Personal information
- Full name: Martín Abdiel Morán Asfall
- Date of birth: 30 August 2001 (age 24)
- Place of birth: La Chorrera, Panama
- Height: 1.75 m (5 ft 9 in)
- Position: Midfielder

Team information
- Current team: Fursan Hispania
- Number: 88

Youth career
- C.A. Independiente

Senior career*
- Years: Team / Apps / (Gls)
- 2020–2024: C.A. Independiente / 48 / (2)
- 2022–2024: → Etar (loan) / 65 / (4)
- 2024–2025: Septemvri Sofia / 23 / (1)
- 2025–: Fursan Hispania / 7 / (0)

International career
- 2023–: Panama U23 / 10 / (0)
- 2022–: Panama / 2 / (0)

= Martín Morán =

Panamanian footballer (born 2001)

Martín Morán (born 30 August 2001) is a Panamanian professional footballer who plays as a midfielder for Fursan Hispania and Panama national team.

==Club career==
On 7 March 2022 Morán arrived to Bulgaria, together with his teammate Romeesh Ivey, to join Etar.
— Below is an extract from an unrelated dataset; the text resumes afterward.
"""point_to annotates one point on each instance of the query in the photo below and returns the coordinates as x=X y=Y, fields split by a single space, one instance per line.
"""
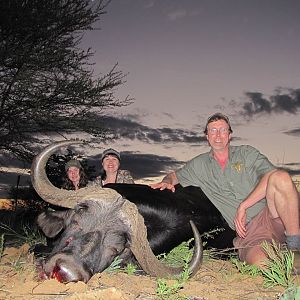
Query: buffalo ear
x=51 y=223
In August 2024, he decided to move to another Bulgarian team and joined the newly promoted to First league team Septemvri Sofia.

==International career==
Moran received his first call up for Panama in September 2022 for the friendly match against Bahrain. He made his national debut in the match, played on 27 September.